EPA Dissolving Office of Science Advisor

WASHINGTON (CN) – An office inside the Environmental Protection Agency that provides scientific research informing policy on public health and environmental regulations will soon be shuttered to cut back on agency redundancies.

According to a report published Thursday by E and E News, Jennifer Orne-Zavaleta, who currently serves as deputy administrator for science at the EPA’s Office of Research and Development, informed staffers Wednesday that the agency would soon eliminate the Office of Science Advisor.

That office will reportedly merge with the Office of Science Policy and another department that is an offshoot of the National Center for Environmental Research.

The EPA’s decision to eliminate the Science Advisor department is part of a broader strategy ordered by the Trump administration last year to streamline federal agencies across a number of branches.

As of Friday, it is uncertain if the reorganization will trigger layoffs or if scientists who once provided analysis and research will see assignments shifted or terminated.

In a statement Friday, Jennifer Orme-Zavaleta said the proposed merger to combine the office will “reduce redundancies in Office of Research and Development operations.”

“ORD has briefed [Administrator Andrew Wheeler] on those plans and held a town hall in September to announce the result of their work and proposed plan to staff,” Orme-Zavaleta said. “One of the suggestions was combining the Office of Science Advisor with the Office of Science Policy, currently two separate offices within the ORD structure.

“The fact of the matter is that the Senate confirmed Assistant Administrator for ORD has customarily served as the EPA Science Advisor which will continue to be the case,” Orme-Zavaleta added.

Michael Halpern, deputy director of the Center for Science and Democracy with the Union of Concerned Scientists, said the merger does not mean scientists at the EPA will be unable to perform their work, but it could make them more “vulnerable to political interference.”

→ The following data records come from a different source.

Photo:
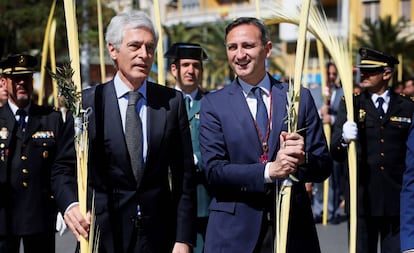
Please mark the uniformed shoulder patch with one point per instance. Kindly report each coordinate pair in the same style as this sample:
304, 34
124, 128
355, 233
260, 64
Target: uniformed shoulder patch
400, 119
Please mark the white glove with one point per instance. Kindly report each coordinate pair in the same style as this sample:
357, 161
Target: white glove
349, 131
60, 224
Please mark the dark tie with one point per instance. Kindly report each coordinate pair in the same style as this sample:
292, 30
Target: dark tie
188, 103
380, 110
261, 113
22, 119
133, 135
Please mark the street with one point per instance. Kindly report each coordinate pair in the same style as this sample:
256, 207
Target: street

And that, Halpern said in an interview Friday, could have a direct impact on regulatory outcomes.

“The scientific integrity office is within the Office of Science Advisor, and currently that office can investigate allegations of suppression or distortion or manipulation of science in all EPA offices,” he said. “Embedding the position within [the Office of Research and Development] makes it more difficult for the scientific integrity officer to investigate allegations either within the office or in other EPA offices.”

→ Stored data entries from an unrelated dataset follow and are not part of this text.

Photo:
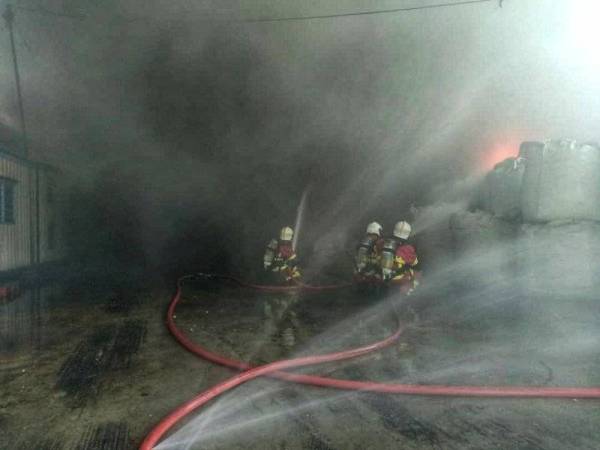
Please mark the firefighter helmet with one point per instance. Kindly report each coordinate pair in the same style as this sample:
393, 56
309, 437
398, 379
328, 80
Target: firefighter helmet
402, 230
374, 228
286, 234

The merger could also make it “considerably easier” for acting Administrator Andrew Wheeler to “ignore scientific input when making decisions,” Halpern said.

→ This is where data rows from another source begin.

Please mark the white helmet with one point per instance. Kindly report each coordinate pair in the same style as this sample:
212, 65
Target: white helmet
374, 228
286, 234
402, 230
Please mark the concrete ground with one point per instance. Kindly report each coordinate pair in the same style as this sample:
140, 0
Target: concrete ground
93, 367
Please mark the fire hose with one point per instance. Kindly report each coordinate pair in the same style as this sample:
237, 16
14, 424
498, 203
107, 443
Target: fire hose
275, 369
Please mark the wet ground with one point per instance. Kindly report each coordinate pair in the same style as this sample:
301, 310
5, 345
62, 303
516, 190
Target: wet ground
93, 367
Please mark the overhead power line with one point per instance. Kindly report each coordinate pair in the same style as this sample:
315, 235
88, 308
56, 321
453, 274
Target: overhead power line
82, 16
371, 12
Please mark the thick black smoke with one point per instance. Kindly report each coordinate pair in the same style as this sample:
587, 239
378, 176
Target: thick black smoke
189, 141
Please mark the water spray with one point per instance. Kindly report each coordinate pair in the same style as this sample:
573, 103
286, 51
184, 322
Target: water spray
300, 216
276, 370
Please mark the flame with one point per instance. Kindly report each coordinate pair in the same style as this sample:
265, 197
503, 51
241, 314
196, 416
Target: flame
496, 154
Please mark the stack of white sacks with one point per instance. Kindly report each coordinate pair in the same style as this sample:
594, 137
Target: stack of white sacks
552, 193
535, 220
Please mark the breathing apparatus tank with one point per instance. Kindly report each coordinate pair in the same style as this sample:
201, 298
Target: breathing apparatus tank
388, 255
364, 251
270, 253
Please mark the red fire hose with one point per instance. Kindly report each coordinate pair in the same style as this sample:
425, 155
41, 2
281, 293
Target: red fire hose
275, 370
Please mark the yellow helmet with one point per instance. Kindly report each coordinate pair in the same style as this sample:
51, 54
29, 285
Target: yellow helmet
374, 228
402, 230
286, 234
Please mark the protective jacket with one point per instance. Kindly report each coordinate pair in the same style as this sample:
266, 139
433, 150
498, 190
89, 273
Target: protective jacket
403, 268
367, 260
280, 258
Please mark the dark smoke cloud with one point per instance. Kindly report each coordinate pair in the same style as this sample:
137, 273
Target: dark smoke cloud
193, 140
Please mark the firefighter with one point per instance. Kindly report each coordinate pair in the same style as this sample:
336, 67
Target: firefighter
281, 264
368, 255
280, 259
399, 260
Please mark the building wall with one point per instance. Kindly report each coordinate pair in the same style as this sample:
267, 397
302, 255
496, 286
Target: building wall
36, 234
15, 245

Wheeler, a former coal lobbyist, took over the post in July after then-Administrator Scott Pruitt resigned.

The reorganization has been touted by Wheeler and other agency officials as a move toward greater efficiency. But if political interference in scientific study within the Office of Research and Development were allowed exist, Halpern said the very independence of the department’s scientific integrity officer would be under threat.

Administrators need independent science integrity officers and they need “unfiltered science advice,” he added.

From a regulatory perspective, Halpern pointed to new guidelines emerging on Maximum Achievable Control Technology, or MACT, which establishes emission standards.

Those standards, which come from the Office of Air and Radiation, could be compromised if the agency fails to have a science adviser on board who can tell the administrator whether standards are “scientifically defensible.”

Though it’s the administrator who signs off on the rules, it’s critical that a “direct pipeline” of science advice flows to Wheeler, Halpern said.

“This kind of move is particularly troubling when there is a very clear pattern of political staff making decisions where professional scientific staff is completely excluded from providing any kind of input,” he said.

The developments come just days after the EPA put Ruth Etzel, head of the agency’s Office of Children’s Health Protection, on leave.

Etzel was not able to be reached for comment Friday but widespread reports suggest she was not removed for disciplinary reasons.

New reshuffling at the EPA also includes a merger of the agency’s human-resources arm, known as the Office of Administration and Resources Management. It will be combined with the Office of Environmental Information, according to a presentation delivered to staffers on Wednesday.

That newly merged department will be known as the Office of Mission Support, and according to the presentation, will oversee “contracts, facilities, grants, human capital, information technology and information management services.”